My weekend viewing consisted of three double features: “Pick-up” and “The Teacher,” “Malibu High” and “Trip with the Teacher,” and “Black Candles” and “Evil Eye.” The first four are American-made teenagers-in-trouble movies, while the last two are European horror flicks. None is a great work of art, but all except two are entertaining examples of drive-in sleaze.
The bad apples are “Evil Eye,” a plodding story about a man possessed by evil spirits bent on revenge against their killers, and “The Teacher.”
“The Teacher” has its moments, but they’re way too few for a movie that runs 98 minutes, should have run 80 minutes and feels like 120 minutes. This story of an ill-advised relationship between a teacher and her former student (played by Jay “Dennis the Menace” North) often plays like an “ABC Afterschool Special” gone bad. Only with breasts.
Back in the drive-in days, truth in advertising was more of a guideline than a rule.
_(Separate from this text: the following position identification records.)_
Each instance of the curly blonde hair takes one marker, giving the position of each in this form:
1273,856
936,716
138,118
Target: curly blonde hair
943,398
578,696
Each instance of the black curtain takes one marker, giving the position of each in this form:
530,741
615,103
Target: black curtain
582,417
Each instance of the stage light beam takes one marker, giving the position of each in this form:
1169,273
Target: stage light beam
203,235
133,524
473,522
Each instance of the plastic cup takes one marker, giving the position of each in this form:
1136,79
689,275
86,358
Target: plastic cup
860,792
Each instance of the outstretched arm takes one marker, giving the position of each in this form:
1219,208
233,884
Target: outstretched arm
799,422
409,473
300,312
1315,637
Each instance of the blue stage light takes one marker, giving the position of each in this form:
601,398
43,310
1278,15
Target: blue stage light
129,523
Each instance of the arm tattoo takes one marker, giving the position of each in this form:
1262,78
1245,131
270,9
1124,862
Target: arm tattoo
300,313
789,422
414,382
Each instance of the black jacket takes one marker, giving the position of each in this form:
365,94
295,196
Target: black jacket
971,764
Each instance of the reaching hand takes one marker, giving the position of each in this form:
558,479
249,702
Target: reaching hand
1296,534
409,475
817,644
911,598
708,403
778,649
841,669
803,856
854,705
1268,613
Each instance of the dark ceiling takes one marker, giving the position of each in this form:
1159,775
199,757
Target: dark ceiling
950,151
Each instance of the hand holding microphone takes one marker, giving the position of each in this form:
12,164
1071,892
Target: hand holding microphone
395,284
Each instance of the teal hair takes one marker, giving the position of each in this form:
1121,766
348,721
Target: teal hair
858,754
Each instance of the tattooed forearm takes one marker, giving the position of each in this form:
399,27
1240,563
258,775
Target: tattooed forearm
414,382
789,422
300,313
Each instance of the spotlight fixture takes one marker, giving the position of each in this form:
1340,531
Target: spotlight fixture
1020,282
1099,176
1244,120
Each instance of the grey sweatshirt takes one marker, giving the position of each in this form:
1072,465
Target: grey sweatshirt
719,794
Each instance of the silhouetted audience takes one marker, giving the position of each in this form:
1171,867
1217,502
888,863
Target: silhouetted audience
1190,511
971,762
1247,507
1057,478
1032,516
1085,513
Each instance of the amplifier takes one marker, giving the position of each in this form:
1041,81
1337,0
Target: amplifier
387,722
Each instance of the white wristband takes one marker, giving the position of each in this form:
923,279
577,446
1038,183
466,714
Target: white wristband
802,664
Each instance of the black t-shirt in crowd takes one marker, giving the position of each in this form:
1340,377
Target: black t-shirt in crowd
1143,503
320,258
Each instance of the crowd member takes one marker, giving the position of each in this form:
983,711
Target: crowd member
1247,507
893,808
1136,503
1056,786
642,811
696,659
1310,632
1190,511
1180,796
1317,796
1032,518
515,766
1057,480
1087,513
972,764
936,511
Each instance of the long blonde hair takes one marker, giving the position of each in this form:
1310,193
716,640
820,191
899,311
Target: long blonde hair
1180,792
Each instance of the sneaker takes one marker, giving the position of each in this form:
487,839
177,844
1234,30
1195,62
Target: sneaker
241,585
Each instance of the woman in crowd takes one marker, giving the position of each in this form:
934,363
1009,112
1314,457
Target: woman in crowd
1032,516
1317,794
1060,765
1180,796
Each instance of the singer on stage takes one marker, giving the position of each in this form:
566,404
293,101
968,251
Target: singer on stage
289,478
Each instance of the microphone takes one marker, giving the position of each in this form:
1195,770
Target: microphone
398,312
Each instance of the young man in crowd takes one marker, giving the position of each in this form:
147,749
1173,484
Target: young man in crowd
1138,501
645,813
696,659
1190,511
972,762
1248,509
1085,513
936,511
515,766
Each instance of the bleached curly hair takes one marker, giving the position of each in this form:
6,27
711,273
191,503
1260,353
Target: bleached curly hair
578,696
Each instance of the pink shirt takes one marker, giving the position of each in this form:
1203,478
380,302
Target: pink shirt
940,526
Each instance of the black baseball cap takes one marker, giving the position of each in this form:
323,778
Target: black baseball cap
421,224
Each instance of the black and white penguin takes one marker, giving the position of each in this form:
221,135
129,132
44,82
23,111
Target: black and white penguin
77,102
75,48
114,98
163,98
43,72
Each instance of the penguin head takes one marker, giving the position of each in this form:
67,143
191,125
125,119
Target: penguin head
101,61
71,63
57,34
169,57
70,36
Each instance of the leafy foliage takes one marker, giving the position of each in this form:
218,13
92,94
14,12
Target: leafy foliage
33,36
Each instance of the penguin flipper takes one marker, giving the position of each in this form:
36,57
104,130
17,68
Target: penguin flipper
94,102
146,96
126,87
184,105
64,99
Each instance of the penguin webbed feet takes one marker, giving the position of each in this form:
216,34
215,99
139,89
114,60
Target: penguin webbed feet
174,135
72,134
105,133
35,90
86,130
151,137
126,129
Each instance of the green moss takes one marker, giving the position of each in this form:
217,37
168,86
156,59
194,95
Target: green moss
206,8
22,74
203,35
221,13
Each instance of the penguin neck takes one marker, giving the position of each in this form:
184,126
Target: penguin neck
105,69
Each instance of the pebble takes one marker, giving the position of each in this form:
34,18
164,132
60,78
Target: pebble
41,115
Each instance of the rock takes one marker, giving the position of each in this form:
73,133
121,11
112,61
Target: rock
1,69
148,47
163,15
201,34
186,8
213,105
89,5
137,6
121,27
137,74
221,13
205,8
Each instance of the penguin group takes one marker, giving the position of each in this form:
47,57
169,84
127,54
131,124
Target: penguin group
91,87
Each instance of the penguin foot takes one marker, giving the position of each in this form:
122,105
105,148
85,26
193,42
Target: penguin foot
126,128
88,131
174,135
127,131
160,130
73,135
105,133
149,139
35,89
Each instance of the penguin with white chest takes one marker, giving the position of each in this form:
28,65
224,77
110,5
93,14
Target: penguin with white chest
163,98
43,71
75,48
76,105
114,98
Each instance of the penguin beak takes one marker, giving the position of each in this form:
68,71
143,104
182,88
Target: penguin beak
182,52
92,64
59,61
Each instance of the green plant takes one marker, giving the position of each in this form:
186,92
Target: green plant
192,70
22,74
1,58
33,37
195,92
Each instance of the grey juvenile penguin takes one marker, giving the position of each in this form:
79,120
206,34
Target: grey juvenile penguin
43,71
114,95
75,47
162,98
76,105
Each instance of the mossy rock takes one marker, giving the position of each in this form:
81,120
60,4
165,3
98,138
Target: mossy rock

When you see the poster for “Malibu High,” you think “teen sex comedy.” But what you get is a story about a girl who blackmails her teachers, becomes a hooker, gets involved with the mob and ends up a hit woman. And the trailer for “Pick-up” in no way prepares you for watching three hippies experience increasingly bizarre flashbacks and hallucinations while stuck in the Florida Everglades.
Lastly, a few words of warning. “Trip with the Teacher” is a nasty piece of work that desperately wants to be “The Last House on the Left,” complete with a similarly psychotic heavy, played here by future “Red Shoe Diaries” producer Zalman King.
“Black Candles,” meanwhile, reinforces a theory of mine that all ’70s Spanish occult films are thinly veiled excuses for Satanic orgy scenes, often involving people you don’t want to see naked. For that and other reasons, it’s not for the easily offended.
Of course, that’s why they don’t make ’em like they used to.